I do dearly love all of these people, but I'm starting to struggle. It's hard to come home from work to a house full of people EvErY night. To top it off, I've been feeling a little less than great (I think it's a sinus cold) all week. So by the time I make it through the day, pick up Emilia and arrive home, I'm ready for my pj's and some relaxing. It's just not happening this week. Last night, in fact, I'm pretty sure my mood was shining through and I feel bad about that. Its not that I don't enjoy each and every one of the people who was over, but I'm just tired...tired of being sick, tired of not getting any alone time, tired of not getting all Emilia's cuddles to myself.
So, I'm sorry this post is so negative, but its how I'm feeling.
But, to try and put a positive spin on it (I just don't like feeling so negative)...I know God's plan is bigger than me and its bigger than Jason.

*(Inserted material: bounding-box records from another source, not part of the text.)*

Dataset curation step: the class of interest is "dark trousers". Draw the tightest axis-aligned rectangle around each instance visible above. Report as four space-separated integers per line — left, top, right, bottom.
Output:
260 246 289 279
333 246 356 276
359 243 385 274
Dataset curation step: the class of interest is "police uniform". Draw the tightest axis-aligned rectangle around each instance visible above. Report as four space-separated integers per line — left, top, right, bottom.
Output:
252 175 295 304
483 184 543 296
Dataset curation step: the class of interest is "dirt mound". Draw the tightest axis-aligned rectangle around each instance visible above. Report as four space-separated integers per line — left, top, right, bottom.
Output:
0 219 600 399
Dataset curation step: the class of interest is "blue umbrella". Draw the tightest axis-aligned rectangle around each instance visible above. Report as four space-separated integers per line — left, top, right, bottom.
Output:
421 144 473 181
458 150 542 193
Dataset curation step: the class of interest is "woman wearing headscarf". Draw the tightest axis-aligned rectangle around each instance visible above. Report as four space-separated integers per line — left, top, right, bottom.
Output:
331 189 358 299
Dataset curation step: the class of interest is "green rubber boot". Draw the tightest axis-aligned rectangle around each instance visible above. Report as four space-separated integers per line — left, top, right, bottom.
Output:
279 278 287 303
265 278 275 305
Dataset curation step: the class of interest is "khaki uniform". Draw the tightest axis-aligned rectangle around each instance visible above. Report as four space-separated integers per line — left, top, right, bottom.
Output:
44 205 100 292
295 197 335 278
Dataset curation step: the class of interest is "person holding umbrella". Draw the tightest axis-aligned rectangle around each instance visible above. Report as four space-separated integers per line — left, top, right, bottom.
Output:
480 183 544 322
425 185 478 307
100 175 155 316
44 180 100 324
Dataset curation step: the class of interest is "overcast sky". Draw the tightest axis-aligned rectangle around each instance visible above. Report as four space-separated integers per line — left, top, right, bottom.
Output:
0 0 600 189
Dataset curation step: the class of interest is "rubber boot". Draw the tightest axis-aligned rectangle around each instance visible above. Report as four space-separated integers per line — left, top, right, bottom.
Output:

We know selling our house before Jason has a church job lined up is scary and proving to be rather difficult, but everything happens in God's time. Before we put the house on the market, we prayed that it would sell if it was God's will and then it did! We know it will be so great that whenever Jason does get offered a position at a church, we won't have this huge financial burden that we must unload before accepting. It's just the in-between time that might be hard. I just keep praying that God will give us strength and that He will open a door for Jason soon.
OK, much better! Thank you God for your perfect timing and your perfect plan!